Which One Should You Use?
| Feature | Spouse contribution | Contribution splitting |
|---|---|---|
| Source of money | New after-tax money from you | Your existing concessional contributions |
| Main benefit | Up to $540 tax offset + boosts spouse’s balance | Rebalances a couple’s super without new cash |
| Counts against | Spouse’s non-concessional cap | Already counted in your concessional cap when made |
| Best when | Spouse is low- or non-earning | You have strong concessional contributions to share |
Many couples use both over time: contribution splitting to steadily rebalance the higher earner’s contributions, and spouse contributions in years when the lower earner’s income is low enough to trigger the offset.
A Couple’s Strategy Over Time
The two rules work best as part of a long-term approach rather than a one-off. A common pattern for couples with uneven incomes looks like this:
- During working years, the higher earner uses contribution splitting to steadily move a share of their concessional contributions to the lower earner, keeping the two balances from drifting too far apart.
- In years the lower earner’s income is very low — parental leave, study, part-time work — the higher earner makes a spouse contribution to capture the up-to-$540 tax offset.
- Approaching retirement, the couple checks that neither balance is so large it wastes a transfer balance cap, adjusting contributions or considering a downsizer contribution to top up the smaller account.

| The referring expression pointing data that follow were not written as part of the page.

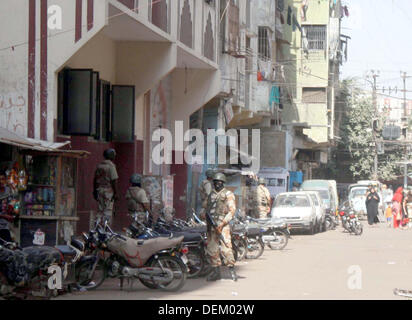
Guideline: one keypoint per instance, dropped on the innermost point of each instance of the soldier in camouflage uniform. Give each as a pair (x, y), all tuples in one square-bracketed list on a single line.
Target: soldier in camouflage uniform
[(221, 208), (137, 200), (205, 189), (263, 199), (105, 185)]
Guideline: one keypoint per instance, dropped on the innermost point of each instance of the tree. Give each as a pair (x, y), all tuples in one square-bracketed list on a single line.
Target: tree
[(356, 132)]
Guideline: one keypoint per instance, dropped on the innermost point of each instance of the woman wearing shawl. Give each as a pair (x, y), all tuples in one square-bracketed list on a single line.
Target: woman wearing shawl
[(396, 207), (372, 203)]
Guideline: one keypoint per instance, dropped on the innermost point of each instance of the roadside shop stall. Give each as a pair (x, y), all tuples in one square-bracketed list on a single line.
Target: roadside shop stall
[(38, 187)]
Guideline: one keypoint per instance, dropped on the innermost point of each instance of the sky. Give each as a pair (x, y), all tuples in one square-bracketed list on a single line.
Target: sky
[(381, 40)]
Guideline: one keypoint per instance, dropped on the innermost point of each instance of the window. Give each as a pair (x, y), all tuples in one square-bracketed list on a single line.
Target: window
[(264, 44), (315, 36), (314, 95), (89, 106), (315, 200), (292, 201)]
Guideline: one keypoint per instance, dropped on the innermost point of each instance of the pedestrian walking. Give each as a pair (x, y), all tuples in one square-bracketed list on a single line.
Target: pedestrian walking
[(221, 210), (372, 203), (137, 200), (388, 215), (205, 189), (105, 185), (396, 207), (387, 195), (407, 207)]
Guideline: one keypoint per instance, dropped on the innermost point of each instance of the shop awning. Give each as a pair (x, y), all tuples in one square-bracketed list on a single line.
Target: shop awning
[(24, 143)]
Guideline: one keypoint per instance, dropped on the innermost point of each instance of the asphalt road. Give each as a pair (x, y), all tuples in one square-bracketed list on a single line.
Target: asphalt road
[(330, 265)]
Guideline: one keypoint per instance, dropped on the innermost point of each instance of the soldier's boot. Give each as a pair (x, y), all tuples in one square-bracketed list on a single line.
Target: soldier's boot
[(214, 275), (233, 273)]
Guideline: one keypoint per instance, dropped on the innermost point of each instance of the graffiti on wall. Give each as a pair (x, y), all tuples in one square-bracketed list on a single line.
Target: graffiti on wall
[(13, 112)]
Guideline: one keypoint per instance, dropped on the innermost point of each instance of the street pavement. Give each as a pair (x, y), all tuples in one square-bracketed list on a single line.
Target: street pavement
[(333, 265)]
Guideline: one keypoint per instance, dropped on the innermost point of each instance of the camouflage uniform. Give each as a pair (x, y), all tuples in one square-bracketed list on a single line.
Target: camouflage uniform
[(263, 202), (136, 197), (205, 189), (223, 211), (105, 173)]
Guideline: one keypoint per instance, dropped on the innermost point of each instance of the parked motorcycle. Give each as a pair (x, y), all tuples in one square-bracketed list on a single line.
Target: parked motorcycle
[(275, 232), (350, 221), (159, 263), (331, 221), (194, 241), (253, 237), (28, 271)]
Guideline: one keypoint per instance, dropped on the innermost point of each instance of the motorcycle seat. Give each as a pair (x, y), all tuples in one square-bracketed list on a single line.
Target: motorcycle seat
[(253, 231), (67, 252), (188, 236), (261, 221)]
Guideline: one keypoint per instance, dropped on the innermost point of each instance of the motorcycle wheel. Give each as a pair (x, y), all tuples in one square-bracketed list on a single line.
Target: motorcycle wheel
[(96, 279), (358, 229), (179, 274), (281, 242), (239, 249), (196, 262), (255, 248)]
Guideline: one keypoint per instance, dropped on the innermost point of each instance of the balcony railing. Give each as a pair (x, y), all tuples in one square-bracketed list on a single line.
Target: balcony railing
[(159, 14)]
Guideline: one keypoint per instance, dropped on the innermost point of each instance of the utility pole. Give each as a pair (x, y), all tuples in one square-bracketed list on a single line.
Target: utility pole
[(375, 105), (405, 122)]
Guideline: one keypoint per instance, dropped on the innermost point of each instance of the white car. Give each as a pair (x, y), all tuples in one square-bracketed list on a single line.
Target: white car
[(297, 209), (320, 210)]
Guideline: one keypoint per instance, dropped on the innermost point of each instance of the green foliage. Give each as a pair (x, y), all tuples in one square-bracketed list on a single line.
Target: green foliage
[(358, 137)]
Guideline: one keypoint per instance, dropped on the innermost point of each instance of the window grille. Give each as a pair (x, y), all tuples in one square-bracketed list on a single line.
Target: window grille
[(264, 46), (314, 95), (316, 37)]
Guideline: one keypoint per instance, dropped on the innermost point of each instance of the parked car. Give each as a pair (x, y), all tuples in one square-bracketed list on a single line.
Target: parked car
[(357, 198), (320, 211), (297, 209), (326, 191)]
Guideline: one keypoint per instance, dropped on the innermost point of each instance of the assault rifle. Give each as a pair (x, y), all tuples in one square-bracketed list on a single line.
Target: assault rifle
[(212, 223)]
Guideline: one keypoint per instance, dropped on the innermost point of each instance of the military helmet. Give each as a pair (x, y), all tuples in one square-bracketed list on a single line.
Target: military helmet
[(136, 179), (209, 173), (219, 177), (109, 154), (262, 181)]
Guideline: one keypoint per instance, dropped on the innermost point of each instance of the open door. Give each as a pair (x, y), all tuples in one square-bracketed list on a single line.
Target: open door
[(123, 113)]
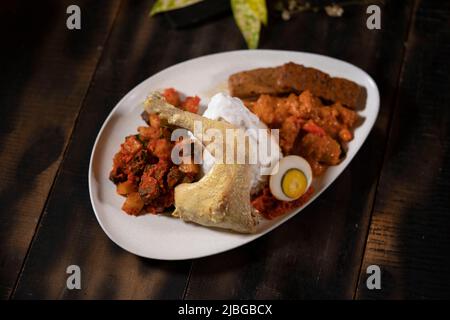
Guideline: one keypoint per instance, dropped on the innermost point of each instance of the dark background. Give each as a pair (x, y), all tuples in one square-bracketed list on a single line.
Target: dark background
[(390, 207)]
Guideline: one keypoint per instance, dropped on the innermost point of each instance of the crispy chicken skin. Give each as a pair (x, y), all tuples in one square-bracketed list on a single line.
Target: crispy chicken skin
[(222, 196)]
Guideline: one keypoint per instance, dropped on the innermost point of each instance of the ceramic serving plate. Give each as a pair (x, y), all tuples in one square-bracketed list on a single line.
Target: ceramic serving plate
[(166, 238)]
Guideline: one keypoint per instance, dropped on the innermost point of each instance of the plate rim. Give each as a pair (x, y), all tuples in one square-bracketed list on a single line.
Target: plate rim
[(251, 237)]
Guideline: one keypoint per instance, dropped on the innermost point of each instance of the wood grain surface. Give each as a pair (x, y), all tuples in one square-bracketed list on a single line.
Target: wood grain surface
[(46, 72), (409, 236), (318, 253), (389, 207)]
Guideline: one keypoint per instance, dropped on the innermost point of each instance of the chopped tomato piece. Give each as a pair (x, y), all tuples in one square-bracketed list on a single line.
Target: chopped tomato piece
[(172, 96), (191, 104), (313, 128)]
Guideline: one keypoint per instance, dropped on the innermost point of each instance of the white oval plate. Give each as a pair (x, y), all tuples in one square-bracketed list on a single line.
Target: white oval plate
[(166, 238)]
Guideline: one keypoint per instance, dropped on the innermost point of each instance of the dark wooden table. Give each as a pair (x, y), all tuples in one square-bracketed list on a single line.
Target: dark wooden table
[(390, 207)]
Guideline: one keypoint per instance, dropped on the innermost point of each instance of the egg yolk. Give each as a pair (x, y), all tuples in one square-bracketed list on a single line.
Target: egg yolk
[(294, 183)]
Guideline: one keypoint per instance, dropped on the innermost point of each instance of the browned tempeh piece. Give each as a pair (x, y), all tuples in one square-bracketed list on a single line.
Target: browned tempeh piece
[(292, 77)]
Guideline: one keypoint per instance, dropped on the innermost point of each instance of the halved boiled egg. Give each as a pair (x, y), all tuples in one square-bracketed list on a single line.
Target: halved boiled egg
[(291, 178)]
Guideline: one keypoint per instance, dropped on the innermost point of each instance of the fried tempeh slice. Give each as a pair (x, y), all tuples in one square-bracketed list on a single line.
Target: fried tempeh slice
[(222, 197), (292, 77)]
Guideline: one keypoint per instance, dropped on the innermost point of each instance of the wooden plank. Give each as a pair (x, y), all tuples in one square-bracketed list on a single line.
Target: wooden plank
[(46, 70), (409, 235), (318, 253), (69, 232)]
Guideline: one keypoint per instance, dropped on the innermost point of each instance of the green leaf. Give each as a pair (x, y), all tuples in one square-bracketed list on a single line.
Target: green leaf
[(248, 22), (260, 9), (167, 5)]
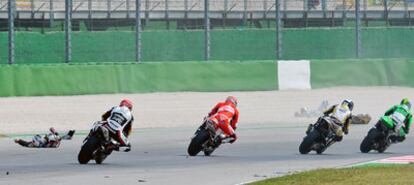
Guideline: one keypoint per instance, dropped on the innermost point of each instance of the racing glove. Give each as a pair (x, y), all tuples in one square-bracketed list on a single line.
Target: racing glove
[(234, 136), (345, 130)]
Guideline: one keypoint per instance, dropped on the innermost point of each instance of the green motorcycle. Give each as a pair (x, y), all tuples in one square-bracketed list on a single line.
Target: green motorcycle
[(386, 131)]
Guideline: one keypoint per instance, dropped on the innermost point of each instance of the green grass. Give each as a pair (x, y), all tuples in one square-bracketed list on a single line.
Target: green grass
[(371, 175)]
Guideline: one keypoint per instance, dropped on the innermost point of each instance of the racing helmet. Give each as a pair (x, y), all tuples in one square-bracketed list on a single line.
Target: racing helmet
[(349, 103), (406, 102), (232, 99), (127, 103), (52, 137)]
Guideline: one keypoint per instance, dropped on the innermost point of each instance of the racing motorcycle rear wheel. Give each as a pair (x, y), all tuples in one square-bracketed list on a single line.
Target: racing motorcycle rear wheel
[(86, 152), (306, 145), (196, 144), (369, 140)]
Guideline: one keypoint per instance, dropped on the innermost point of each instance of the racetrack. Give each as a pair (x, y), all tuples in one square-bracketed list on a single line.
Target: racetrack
[(159, 157), (267, 145)]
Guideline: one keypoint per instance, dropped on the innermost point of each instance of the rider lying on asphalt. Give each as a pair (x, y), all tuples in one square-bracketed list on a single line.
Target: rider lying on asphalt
[(50, 140)]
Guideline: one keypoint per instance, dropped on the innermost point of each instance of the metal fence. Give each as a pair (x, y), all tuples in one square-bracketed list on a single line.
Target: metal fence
[(136, 16)]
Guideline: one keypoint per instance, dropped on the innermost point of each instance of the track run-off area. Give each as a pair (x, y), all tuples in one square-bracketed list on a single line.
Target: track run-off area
[(269, 137)]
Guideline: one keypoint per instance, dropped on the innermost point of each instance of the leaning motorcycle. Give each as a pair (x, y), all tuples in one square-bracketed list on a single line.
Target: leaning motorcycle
[(207, 138), (95, 145), (382, 135), (319, 136)]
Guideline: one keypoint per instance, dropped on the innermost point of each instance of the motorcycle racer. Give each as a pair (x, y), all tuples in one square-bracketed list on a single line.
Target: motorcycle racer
[(225, 116), (400, 115), (118, 120), (342, 115), (50, 140)]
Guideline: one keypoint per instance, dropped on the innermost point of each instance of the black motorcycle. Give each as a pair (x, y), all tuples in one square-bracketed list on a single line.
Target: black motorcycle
[(97, 145), (319, 136), (207, 138), (380, 137)]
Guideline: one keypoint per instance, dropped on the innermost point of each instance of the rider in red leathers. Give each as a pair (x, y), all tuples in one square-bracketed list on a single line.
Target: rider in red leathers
[(225, 116)]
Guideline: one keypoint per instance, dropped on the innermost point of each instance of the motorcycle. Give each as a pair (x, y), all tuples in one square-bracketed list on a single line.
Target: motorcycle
[(381, 136), (97, 145), (207, 138), (319, 136)]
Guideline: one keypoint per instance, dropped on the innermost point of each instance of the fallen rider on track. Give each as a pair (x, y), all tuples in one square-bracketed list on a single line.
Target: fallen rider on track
[(50, 140)]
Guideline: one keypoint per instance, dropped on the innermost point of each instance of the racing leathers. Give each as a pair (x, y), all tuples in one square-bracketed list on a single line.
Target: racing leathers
[(401, 116), (341, 115), (225, 116), (118, 120), (50, 140)]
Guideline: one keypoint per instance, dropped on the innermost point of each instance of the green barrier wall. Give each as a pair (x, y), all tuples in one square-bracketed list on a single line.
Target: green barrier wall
[(249, 44), (75, 79), (331, 73)]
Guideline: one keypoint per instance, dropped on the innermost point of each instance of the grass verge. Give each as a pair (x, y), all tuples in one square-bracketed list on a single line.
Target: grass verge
[(366, 175)]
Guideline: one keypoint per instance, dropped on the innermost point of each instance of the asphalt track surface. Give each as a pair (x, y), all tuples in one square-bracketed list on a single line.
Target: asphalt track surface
[(159, 156)]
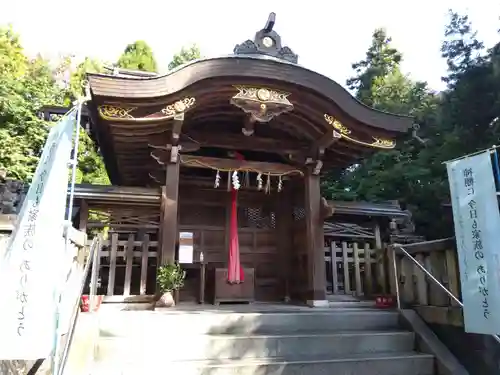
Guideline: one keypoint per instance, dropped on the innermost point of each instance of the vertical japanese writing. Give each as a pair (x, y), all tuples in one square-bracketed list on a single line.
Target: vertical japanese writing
[(461, 233), (477, 242), (29, 233)]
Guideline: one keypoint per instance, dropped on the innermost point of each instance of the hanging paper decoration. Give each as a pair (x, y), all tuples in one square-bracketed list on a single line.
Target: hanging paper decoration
[(247, 179), (217, 180), (268, 184), (236, 181), (259, 181)]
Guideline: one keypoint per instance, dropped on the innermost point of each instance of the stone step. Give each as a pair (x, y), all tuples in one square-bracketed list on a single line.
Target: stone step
[(205, 347), (168, 323), (373, 364)]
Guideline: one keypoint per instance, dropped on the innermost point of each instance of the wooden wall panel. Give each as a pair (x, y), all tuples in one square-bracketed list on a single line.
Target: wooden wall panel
[(204, 214)]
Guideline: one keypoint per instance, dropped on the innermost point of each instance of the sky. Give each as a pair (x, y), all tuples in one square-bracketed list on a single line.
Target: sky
[(328, 36)]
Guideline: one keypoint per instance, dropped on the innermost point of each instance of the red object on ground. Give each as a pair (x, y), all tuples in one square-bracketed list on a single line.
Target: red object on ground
[(234, 270), (85, 305), (384, 301)]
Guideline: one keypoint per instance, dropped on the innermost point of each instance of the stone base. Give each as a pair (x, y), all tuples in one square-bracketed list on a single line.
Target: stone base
[(318, 303)]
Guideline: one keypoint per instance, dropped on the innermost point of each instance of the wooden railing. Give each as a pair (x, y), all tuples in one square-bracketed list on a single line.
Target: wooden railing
[(417, 291), (127, 268)]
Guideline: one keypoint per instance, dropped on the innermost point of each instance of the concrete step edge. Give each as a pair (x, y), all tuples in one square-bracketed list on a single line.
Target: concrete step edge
[(208, 313), (332, 334), (302, 361)]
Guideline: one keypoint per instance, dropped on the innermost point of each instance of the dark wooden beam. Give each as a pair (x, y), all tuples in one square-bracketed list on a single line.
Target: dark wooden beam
[(233, 164), (240, 142)]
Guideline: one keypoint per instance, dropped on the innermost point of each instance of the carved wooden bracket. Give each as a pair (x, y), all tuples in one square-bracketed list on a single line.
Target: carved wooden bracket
[(261, 103)]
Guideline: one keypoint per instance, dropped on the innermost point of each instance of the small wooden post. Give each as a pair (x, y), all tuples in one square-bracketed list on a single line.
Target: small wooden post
[(382, 280), (316, 269), (83, 215), (284, 223), (453, 274), (168, 221)]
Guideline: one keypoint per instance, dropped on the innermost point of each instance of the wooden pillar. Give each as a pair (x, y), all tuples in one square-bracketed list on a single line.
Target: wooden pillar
[(168, 218), (384, 260), (83, 216), (316, 270), (284, 229)]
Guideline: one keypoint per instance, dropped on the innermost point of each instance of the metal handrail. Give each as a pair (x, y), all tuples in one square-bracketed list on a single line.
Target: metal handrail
[(96, 243), (428, 274)]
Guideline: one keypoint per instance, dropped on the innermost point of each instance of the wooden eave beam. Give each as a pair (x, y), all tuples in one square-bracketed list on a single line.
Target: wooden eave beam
[(233, 164), (240, 142), (325, 141)]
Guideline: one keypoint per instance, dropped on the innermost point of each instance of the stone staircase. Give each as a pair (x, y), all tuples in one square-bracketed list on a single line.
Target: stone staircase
[(278, 341)]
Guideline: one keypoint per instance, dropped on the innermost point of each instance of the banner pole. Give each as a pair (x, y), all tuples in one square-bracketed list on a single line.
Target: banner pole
[(73, 162)]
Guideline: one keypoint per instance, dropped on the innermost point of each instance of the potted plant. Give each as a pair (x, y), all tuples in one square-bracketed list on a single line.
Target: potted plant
[(170, 277)]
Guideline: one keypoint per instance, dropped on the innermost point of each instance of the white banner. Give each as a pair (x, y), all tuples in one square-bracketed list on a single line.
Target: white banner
[(477, 229), (29, 269)]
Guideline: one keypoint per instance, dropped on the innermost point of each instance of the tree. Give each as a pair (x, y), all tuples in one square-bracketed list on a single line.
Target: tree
[(138, 56), (461, 49), (399, 173), (25, 87), (381, 59), (185, 55), (460, 120)]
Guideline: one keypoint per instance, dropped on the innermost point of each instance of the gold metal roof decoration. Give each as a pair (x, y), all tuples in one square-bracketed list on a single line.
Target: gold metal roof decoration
[(262, 103), (123, 113), (113, 112), (346, 133), (179, 106)]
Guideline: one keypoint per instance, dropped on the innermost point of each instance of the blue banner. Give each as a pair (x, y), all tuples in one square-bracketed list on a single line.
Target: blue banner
[(29, 268), (477, 229)]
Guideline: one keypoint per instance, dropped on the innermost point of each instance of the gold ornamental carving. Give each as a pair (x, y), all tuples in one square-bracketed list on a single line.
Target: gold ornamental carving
[(262, 103), (113, 112), (124, 113), (178, 107), (346, 134)]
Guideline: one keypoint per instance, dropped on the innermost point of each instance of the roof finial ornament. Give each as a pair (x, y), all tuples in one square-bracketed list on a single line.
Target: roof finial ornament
[(267, 42), (271, 20)]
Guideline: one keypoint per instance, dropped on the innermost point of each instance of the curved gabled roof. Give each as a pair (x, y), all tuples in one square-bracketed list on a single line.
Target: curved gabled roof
[(249, 67)]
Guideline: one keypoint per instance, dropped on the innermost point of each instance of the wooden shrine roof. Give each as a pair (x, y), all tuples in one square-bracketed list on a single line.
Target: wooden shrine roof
[(320, 106), (258, 102)]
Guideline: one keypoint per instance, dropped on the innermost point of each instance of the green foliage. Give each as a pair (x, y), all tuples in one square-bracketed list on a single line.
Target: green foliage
[(462, 119), (185, 55), (381, 59), (138, 56), (25, 87), (170, 277)]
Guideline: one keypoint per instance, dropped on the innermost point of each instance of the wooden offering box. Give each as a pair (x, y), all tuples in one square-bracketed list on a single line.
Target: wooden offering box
[(225, 292)]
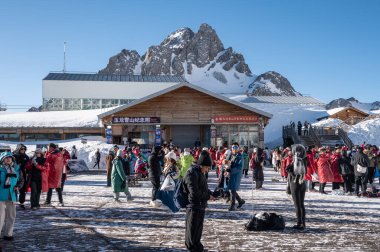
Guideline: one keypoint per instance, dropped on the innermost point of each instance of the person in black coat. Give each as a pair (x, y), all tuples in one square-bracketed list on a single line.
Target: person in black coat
[(359, 161), (97, 156), (22, 159), (296, 184), (299, 128), (346, 170), (195, 183), (155, 173)]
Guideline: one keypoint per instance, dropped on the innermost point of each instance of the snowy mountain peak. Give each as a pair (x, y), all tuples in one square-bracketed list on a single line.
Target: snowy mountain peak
[(201, 58), (178, 39), (271, 83)]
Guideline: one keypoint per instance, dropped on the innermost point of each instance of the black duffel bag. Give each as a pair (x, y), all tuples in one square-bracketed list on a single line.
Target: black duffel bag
[(265, 221)]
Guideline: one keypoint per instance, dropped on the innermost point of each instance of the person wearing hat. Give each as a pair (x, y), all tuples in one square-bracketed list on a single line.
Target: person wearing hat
[(195, 184), (23, 161), (361, 162), (186, 161), (9, 187), (155, 173), (38, 179), (109, 159), (234, 173)]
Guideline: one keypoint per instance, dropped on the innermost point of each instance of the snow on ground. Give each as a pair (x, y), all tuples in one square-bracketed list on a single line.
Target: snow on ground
[(91, 221), (366, 131), (283, 114)]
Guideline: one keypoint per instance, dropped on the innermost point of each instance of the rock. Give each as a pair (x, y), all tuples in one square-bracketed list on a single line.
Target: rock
[(271, 83)]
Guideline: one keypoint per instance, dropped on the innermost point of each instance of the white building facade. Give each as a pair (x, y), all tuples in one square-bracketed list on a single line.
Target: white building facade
[(80, 91)]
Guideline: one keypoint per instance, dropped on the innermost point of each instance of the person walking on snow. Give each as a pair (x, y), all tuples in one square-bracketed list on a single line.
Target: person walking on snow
[(234, 173), (10, 181), (195, 184), (155, 173), (119, 180)]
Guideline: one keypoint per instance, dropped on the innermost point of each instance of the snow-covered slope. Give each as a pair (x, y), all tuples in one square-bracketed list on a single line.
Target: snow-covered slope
[(75, 118)]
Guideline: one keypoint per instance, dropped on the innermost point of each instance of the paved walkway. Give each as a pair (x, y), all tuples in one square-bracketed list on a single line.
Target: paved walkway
[(92, 221)]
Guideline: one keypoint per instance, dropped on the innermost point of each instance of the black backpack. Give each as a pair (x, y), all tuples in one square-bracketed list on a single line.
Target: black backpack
[(265, 221)]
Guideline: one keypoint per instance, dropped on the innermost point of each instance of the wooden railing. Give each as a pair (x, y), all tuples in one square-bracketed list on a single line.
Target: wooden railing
[(347, 141), (314, 137)]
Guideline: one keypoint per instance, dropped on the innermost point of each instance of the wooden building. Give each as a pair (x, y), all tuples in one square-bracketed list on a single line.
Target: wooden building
[(349, 115), (188, 115)]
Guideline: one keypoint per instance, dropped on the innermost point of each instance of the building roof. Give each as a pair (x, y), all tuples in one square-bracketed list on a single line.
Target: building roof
[(113, 77), (337, 110), (282, 100), (185, 84)]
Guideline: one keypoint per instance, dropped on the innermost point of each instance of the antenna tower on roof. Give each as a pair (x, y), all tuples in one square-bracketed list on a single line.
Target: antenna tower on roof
[(64, 57)]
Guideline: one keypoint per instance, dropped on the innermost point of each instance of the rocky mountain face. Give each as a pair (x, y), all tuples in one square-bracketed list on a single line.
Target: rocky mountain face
[(200, 57), (272, 83)]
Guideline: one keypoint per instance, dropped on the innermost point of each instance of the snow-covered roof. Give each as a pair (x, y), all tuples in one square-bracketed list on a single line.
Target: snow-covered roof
[(172, 88), (278, 99), (337, 110), (113, 77), (54, 119)]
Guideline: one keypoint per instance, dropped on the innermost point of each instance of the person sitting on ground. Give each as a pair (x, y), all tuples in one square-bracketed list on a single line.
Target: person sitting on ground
[(141, 166), (10, 181), (38, 179), (186, 160)]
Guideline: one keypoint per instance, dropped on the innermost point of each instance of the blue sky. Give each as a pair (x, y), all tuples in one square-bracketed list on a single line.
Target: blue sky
[(327, 49)]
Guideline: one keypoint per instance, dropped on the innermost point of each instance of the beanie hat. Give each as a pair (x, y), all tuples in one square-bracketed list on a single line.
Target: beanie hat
[(5, 155), (204, 159), (171, 155)]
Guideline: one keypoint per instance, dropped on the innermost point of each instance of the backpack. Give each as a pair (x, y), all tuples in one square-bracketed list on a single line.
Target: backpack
[(265, 221), (180, 195)]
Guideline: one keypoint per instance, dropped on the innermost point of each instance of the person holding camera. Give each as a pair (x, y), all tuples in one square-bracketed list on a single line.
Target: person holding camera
[(10, 181)]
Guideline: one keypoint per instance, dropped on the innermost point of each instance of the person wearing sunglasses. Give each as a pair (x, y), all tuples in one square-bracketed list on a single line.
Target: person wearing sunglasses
[(23, 161), (234, 173)]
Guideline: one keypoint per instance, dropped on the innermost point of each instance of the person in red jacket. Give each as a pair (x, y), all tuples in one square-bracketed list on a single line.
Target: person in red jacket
[(324, 171), (212, 152), (338, 179), (287, 159), (55, 162), (38, 180), (310, 169)]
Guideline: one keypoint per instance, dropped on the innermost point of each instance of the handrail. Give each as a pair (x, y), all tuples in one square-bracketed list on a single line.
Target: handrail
[(347, 141)]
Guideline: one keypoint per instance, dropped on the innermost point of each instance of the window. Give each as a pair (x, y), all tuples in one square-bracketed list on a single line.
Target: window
[(243, 134)]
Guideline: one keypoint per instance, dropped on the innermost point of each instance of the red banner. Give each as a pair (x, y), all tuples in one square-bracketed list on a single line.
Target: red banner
[(235, 119)]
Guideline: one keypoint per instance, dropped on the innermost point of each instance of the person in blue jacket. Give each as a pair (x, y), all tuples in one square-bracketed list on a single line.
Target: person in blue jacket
[(234, 173), (9, 187)]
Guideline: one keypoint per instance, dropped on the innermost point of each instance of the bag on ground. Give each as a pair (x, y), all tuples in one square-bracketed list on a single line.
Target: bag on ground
[(265, 221)]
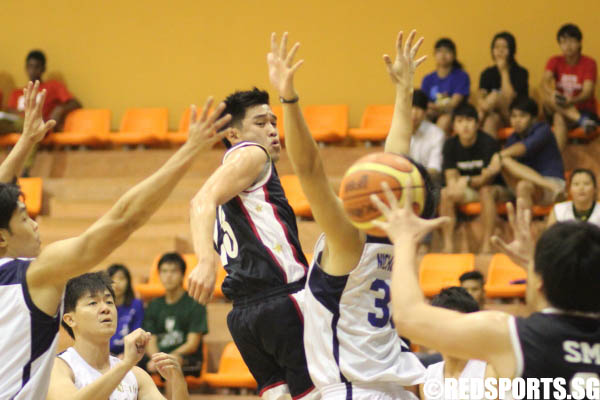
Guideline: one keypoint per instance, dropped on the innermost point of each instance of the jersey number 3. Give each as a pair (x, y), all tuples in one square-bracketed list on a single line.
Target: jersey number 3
[(382, 303)]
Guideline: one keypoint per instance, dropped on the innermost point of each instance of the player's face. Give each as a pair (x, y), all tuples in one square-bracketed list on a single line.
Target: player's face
[(170, 276), (520, 120), (582, 188), (94, 315), (23, 240), (260, 126), (569, 46), (34, 69)]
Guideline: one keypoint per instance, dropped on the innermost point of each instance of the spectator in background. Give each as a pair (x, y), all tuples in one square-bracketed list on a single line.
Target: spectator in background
[(472, 282), (501, 83), (469, 175), (568, 86), (59, 101), (130, 311), (584, 206), (531, 162), (447, 87), (427, 139), (176, 321)]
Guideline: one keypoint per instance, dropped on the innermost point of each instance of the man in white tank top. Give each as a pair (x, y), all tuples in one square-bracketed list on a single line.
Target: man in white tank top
[(87, 370), (352, 348)]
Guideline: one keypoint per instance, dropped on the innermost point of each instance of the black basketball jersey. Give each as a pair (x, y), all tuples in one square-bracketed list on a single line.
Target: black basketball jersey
[(556, 344), (257, 237)]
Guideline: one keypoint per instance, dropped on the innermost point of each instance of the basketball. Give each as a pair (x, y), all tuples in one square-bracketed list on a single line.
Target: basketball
[(365, 177)]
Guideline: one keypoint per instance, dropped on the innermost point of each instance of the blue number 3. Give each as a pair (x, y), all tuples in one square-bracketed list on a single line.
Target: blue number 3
[(382, 304)]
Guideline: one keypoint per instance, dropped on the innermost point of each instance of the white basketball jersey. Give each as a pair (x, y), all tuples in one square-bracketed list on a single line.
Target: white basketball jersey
[(349, 335), (564, 212), (29, 336), (86, 374), (475, 369)]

Done consistently, this can shelter more of the couple’s combined savings in the tax-free retirement phase and improve their overall after-tax retirement income.
Why Two Balanced Accounts Can Beat One Large One
Because each person has their own transfer balance cap ($2.1 million for 2026–27), a couple with two moderate balances can move more into tax-free retirement pensions than a couple with one very large balance and one small one. Amounts above an individual’s cap must stay in the accumulation phase, where earnings are taxed at up to 15%. Evening up balances during the working years is the simplest way to make full use of both caps later — and spouse contributions and splitting are the main tools for doing it. This is a genuine, if often overlooked, part of household retirement planning.
Considerations and Pitfalls
- Check the income thresholds. The spouse offset phases out as your partner’s income rises; confirm the current thresholds at ato.gov.au.
- Splitting has timing rules. You usually apply after the end of the financial year in which the contributions were made — do not leave it too late.
- Caps still apply. Spouse contributions use your partner’s non-concessional cap; splitting does not create extra concessional room.
- Define “spouse” correctly. The rules cover married and de facto partners, but not all situations — check eligibility.
For couples thinking bigger picture, these strategies work alongside the downsizer contribution, the government co-contribution, and your overall target for how much super you need to retire.
This article is general information only and not financial or tax advice; consider your own circumstances and speak to a licensed adviser or the ATO before acting.